The principles also include integrating local resistance, efficacy and cost-effectiveness. Pharmaco-economic analysis had confirmed that more-effective antibiotics can reduce overall management costs, particularly concerning consequential morbidity and hospital admission.
Health workers should also be professional enough and carry out a proper diagnosis, correctly interpret the results and explain them to the patient in a way they understand it best. It is important that one understands why you are giving them a particular drug.
Role of patients
Whereas the antibiotic consensus principles concern the efforts of health workers, patients also have a role to play in preventing and reducing the burden of drug resistance according to Dr Amos Okoth Onegi, a clinical pharmacist at Mulago National Referral Hospital.
Drug resistance is a public health challenge. Tuberculosis is on the rise and it is very easy for one to develop resistance to the drugs that treat the disease. MDR TB is a local and global challenge which is expensive to treat and takes a lot of time for one to complete this medication.
“Patients have a role to play,” Dr Okoth says. “There are simple preventive mechanisms that are not being embraced. Wearing masks, handwashing and keeping in well aerated spaces would reduce one’s risk of developing TB but also, when one tests positive for the disease, they should complete their medication as prescribed by the doctor.”
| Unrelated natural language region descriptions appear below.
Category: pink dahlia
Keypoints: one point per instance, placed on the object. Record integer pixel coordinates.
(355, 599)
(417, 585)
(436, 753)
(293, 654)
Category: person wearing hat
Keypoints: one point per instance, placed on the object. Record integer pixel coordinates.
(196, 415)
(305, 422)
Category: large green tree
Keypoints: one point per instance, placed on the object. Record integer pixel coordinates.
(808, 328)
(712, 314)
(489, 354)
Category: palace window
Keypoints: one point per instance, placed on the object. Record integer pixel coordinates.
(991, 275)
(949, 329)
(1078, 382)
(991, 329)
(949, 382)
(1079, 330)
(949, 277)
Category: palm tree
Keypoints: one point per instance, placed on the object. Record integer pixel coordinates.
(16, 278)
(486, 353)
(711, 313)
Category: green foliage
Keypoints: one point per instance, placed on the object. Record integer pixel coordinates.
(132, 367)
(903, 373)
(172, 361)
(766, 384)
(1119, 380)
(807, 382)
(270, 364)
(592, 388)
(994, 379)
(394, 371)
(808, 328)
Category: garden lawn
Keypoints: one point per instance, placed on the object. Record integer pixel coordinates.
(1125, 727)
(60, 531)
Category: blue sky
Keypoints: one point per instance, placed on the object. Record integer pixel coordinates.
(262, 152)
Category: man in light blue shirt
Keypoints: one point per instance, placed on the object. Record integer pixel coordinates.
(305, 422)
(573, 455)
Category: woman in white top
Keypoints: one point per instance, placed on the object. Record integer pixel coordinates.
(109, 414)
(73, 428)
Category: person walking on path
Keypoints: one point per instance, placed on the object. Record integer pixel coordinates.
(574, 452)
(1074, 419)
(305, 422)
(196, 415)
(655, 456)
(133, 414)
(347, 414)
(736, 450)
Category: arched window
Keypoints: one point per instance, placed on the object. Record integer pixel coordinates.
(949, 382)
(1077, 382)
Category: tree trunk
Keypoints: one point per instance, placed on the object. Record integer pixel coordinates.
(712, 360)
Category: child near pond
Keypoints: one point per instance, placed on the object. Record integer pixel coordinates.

According to Dr Charity Mubeezi, a supply chain consultant and global health specialist, many people will take medications based on advice from friends. However, she says, one must get proper assessment from a doctor before they start taking any medication.
Caution
Take antibiotics exactly as prescribed if you need them. If your doctor decides an antibiotic is the best treatment when you are sick:
•Take them exactly as your doctor tells you.
•Do not share your antibiotics with others.
•Do not save them for later. Talk to your pharmacist about safely discarding of leftover medicines.
•Do not take antibiotics prescribed for someone else. This may delay the best treatment for you, make you more sick, or cause side effects.
Talk to your doctor if you have any questions about your antibiotics.